Saat ini, BEI masih berstatus organisasi mutual, di mana kepemilikan sahamnya dikuasai oleh para Anggota Bursa (AB) atau perusahaan sekuritas.

Dengan demutualisasi, BEI akan berubah menjadi perusahaan publik atau korporasi komersial. Langkah ini bertujuan untuk meningkatkan tata kelola (governance) agar lebih modern dan independen.

4. Standarisasi Bursa Global

Salah satu fakta pendorong kebijakan ini adalah keinginan Indonesia untuk menyetarakan diri dengan bursa-bursa besar di kancah internasional.

Sebagian besar bursa efek maju di dunia telah lama meninggalkan sistem keanggotaan dan beralih ke struktur korporasi guna meningkatkan daya saing serta transparansi bagi investor global.

5. Target Terbit pada Kuartal I 2026

Pemerintah memiliki target ambisius untuk menerbitkan PP demutualisasi ini pada kuartal pertama tahun 2026. Jika jadwal ini ditepati, maka reformasi struktur pasar modal Indonesia akan memasuki tahap implementasi teknis dalam waktu dekat.

6. Sinkronisasi Aturan oleh OJK

Begitu PP resmi diundangkan, OJK bertugas melakukan harmonisasi terhadap Peraturan OJK (POJK) dan aturan internal bursa.

Anggota Dewan Komisioner OJK, Hasan Fawzi, menyebutkan pihaknya akan menyiapkan skema teknis yang paling layak (feasible) guna memastikan transisi kepemilikan berjalan lancar.

7. Ruang Kepemilikan Baru

Transformasi menjadi korporasi akan membuka kesempatan bagi adanya pemegang saham baru di luar Anggota Bursa.
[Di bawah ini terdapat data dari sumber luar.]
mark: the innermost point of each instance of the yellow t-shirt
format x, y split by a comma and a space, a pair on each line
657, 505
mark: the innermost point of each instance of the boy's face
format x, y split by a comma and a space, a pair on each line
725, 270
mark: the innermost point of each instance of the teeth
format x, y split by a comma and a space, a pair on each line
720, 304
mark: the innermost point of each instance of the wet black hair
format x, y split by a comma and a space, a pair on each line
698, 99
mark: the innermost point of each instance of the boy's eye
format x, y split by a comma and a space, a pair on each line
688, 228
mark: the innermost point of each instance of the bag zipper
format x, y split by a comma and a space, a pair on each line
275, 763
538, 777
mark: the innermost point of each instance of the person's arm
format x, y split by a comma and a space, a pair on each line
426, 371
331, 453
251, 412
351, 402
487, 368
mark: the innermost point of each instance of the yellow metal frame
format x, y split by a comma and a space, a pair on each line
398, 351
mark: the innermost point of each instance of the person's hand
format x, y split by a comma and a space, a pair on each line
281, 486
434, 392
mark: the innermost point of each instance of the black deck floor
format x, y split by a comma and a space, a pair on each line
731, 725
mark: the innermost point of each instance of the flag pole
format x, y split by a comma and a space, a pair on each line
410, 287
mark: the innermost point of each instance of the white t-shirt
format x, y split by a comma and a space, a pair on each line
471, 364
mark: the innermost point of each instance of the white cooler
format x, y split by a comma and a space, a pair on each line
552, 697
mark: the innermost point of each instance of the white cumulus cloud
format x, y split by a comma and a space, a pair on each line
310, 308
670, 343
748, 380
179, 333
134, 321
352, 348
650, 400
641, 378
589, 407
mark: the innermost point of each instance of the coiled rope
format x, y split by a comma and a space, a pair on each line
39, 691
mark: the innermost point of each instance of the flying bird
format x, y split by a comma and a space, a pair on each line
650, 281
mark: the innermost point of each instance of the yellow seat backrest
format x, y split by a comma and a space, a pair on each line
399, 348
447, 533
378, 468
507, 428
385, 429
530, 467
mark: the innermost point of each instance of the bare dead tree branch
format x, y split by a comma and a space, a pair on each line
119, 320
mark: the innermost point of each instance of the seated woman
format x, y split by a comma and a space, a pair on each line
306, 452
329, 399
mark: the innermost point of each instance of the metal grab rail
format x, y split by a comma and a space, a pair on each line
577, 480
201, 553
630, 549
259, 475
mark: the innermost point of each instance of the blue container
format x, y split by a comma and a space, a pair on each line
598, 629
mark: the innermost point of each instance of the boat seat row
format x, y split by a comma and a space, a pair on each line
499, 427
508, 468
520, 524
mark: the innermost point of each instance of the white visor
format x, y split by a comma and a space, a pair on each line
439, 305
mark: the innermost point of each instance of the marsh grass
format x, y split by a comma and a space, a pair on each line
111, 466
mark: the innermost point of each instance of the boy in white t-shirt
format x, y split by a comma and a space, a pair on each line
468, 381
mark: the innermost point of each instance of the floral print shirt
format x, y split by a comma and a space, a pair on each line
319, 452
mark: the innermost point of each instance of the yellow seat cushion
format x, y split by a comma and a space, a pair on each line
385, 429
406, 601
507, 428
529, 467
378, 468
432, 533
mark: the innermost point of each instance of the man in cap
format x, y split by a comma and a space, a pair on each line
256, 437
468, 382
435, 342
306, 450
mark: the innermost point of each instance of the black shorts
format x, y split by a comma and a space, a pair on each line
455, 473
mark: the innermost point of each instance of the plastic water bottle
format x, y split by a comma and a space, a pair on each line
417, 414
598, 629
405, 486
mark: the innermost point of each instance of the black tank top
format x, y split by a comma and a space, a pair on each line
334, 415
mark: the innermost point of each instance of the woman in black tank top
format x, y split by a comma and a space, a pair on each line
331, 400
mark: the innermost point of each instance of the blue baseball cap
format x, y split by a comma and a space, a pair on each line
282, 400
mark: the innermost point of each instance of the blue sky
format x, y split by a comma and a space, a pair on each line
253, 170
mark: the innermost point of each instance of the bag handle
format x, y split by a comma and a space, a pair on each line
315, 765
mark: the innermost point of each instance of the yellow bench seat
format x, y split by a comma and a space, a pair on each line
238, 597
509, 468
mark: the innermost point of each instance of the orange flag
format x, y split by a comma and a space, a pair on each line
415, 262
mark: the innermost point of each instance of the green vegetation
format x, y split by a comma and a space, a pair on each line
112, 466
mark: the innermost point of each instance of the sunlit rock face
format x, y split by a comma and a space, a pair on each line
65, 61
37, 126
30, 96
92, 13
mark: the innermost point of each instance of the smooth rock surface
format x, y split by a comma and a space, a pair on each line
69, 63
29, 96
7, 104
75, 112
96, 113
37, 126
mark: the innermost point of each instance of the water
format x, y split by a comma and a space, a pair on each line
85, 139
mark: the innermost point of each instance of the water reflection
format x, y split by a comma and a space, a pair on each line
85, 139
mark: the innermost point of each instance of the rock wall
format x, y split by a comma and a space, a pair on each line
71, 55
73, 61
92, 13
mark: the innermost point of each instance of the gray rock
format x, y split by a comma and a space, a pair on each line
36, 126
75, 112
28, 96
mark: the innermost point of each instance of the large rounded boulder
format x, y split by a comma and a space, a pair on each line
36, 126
Hal ini diprediksi dapat memperkuat struktur permodalan bursa serta memungkinkan BEI untuk melakukan ekspansi bisnis atau inovasi teknologi secara lebih fleksibel di masa depan.

Demutualisasi adalah tonggak sejarah baru bagi pasar modal Indonesia. Dengan berubahnya status BEI, diharapkan transparansi dan efisiensi perdagangan akan meningkat, yang pada akhirnya memberikan perlindungan lebih baik bagi investor ritel maupun institusi di seluruh Indonesia.